A new budget for Autumn 2018 was recently announced by chancellor Philip Hammond. He declared that austerity was ending, and the nation had begun a journey toward recovery. Below are some of the key things as they pertain to housing.
Stamp Duty Exemption
In the wake of new policymaking as it concerns housing, much-needed reliefs and exemptions on stamp duty have been instated. The initial practice was to pay stamp duty also known as Stamp Duty Land Tax (SDLT) on property (home) purchases costing more than £125,000. However, all that has changed with the new SDLT reliefs and exemptions.
The interesting and probably the most beneficial clause to this new stamp duty edict is the exemption on purchasing homes as accustomed to first-time buyers. It states that first time home purchases in England and Northern Ireland, will not require SLDT for homes costing less than £300,000. This means homes which cost higher than the amount stated earlier, will require a first-time buyer to only pay stamp duty for the cost of the property after deducting the initial £300,000.
Nonetheless, if the first time buyers belong to a shared ownership agenda, then they can be listed under first time buyers. Under these circumstances, they are allowed the privilege of stamp duty exemption for properties costing not more than £500,000. However, this only applies to purchases made from the date of the last budget, the 22nd of November, 2017.
Extending Help To Buy
For a while now, the Help To Buy: Equity Loan scheme has been one of the government’s best practices in aiding aspiring homeowners. Hence it comes as a bundle of good news to have the loan program extended to the year 2023.
However, it will now be solely reserved for first-time homeowners. With property purchase up to 1.5 times the average first-time buyer house price in each region, this ensures the scheme attends to those in dire need of the loan, with only a £600,000 cap in the London metropolis.
Changes For Landlords
One of the classes of people most affected by taxation changes has been landlords. Scrapping tax relief for mortgage interest payments in recent years have dealt sorely with them. However, the budget for 2018 has been hailed for easing off the reins that previously latched on tightly to the private rented sector.

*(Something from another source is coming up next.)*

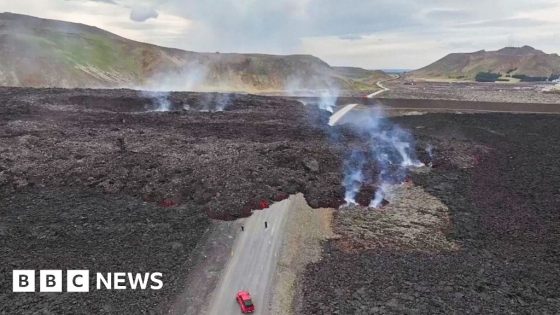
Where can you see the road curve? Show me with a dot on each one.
(253, 261)
(381, 86)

Nonetheless, reduced lettings relief is said to be taking a slight readjustment from April 2020 on Capital Gains Tax. This means that it will now be limited to properties where occupancy is shared between the owner and tenant. This is in order to solve the issue around ownership owed from letting a property, and thence becoming ‘accidental landlords’.

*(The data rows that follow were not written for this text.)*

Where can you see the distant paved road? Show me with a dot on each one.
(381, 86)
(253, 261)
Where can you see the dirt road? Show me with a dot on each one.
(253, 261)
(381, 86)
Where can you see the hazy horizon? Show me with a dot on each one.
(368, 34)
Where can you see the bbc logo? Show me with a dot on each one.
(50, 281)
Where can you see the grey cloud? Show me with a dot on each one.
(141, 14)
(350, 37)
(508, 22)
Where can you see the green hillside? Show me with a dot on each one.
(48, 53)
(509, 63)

Funding for Affordable Homes
Housing associations are expected to receive a whopping £2 billion from the Affordable Home Programme. The announcement came from the chancellor who was optimistic that the scheme will help solve the shortage in housing.
Amongst all the recent changes, this is probably the most crucial to the common man. The new income tax personal allowance is being appraised at as much as £12,500, with the higher rate threshold to rise from £46,350 to £50,000. The recently announced changes are billed to kick off from the month of April 2019.